Group Key Management

Many of distributed and collaborative applications (e.g., conferencing, white-boards, and command-and-control systems) need secure communication. However, experience shows that security mechanisms for collaborative peer groups tend to be both expensive and complex. My research focuses on group key management and admission control problem.

Group key management refers to the set of mechanisms to create, maintain and destroy the group key. Group key management on peer group is particularly challenging, since 1) group key has to be changed when a new user joins (or existing group members leave) the group, in order to guarantee strong security, 2) it must cope with arbitrary network partition, in order to guarantee that any subgroup can still communicate securely, and 3) it must be efficient in computation and communication. I made seminal contributions to the development of two novel group key management techniques for group key management.

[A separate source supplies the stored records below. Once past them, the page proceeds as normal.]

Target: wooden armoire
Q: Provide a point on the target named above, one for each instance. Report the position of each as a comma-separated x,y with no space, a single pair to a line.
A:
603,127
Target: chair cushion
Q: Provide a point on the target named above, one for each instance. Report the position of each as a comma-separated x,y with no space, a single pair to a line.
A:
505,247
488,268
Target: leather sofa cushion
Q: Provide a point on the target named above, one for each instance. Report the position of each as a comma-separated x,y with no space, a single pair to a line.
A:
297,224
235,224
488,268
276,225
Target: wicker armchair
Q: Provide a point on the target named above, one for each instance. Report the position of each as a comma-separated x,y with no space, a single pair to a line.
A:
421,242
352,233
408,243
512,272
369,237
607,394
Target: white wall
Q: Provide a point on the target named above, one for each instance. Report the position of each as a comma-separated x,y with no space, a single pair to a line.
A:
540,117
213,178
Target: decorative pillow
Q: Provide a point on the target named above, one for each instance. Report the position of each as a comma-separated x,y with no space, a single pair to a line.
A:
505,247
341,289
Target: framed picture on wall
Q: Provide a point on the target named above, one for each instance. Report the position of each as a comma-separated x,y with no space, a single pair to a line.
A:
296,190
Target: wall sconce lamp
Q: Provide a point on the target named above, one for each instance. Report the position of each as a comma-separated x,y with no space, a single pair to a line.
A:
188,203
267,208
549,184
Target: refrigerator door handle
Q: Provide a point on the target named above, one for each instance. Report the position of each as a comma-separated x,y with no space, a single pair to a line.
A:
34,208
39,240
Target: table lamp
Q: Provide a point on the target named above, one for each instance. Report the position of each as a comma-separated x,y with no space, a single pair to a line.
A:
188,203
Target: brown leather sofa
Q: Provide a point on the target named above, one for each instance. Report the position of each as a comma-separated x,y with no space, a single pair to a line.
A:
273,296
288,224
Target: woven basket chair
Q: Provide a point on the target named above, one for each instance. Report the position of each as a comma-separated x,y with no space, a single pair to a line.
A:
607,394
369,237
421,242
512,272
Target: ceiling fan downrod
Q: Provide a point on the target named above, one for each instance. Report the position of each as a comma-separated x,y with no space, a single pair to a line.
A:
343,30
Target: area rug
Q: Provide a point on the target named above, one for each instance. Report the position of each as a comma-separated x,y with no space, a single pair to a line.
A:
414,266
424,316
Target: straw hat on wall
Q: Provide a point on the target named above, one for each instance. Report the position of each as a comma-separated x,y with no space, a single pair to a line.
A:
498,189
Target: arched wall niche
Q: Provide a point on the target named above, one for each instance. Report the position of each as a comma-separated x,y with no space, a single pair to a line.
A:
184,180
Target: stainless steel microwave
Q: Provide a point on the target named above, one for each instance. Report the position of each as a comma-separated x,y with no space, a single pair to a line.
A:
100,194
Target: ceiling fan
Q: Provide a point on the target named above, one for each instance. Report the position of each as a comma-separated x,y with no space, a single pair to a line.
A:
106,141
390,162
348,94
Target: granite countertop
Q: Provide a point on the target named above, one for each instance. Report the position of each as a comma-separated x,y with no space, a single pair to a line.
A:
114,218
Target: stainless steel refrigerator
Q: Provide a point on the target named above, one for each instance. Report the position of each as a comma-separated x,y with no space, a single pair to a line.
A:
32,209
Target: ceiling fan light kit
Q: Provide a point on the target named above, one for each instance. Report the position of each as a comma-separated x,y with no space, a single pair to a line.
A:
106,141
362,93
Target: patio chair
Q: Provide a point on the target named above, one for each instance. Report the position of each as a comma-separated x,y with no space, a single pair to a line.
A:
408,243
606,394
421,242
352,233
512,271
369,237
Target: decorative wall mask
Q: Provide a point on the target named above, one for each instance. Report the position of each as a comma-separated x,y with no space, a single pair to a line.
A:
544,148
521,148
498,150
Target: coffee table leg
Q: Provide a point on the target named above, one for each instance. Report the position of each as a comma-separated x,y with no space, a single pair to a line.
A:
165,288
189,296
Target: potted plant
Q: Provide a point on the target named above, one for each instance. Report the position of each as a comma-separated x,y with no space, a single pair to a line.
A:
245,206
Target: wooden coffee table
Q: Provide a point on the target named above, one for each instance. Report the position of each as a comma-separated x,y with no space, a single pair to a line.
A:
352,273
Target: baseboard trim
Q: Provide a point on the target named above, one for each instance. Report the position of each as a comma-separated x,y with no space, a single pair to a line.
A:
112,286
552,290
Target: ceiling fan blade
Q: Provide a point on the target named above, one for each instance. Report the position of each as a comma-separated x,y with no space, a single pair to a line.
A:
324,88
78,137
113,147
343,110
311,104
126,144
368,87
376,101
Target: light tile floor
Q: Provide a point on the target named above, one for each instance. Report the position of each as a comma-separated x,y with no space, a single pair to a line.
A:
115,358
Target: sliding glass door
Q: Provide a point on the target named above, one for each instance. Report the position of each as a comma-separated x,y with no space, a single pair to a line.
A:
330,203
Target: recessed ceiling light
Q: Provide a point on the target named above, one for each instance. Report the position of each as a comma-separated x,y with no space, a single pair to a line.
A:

The first technique achieves group key management by blending binary key trees with Diffie-Hellman key exchange. This technique is very simple, provably-secure, fault-tolerant and its efficiency surpasses that of prior art. The second technique is based on purposely unbalanced binary key tree, which trades off higher computation cost for near optimal communication overhead. Both techniques can handle dynamic groups and network failures such as group partitions and merges. The security of these protocols is proven to be reducible to Decisional Diffie-Hellman problem.

Both algorithms are quite well-known to security community and included as a standard reading for seminar course in more than 20 universities. They are implemented as a group key management API to separate cryptographic protocols from communication protocols, which was further integrated with Spread group communication system, and commercialized by Spread Concepts.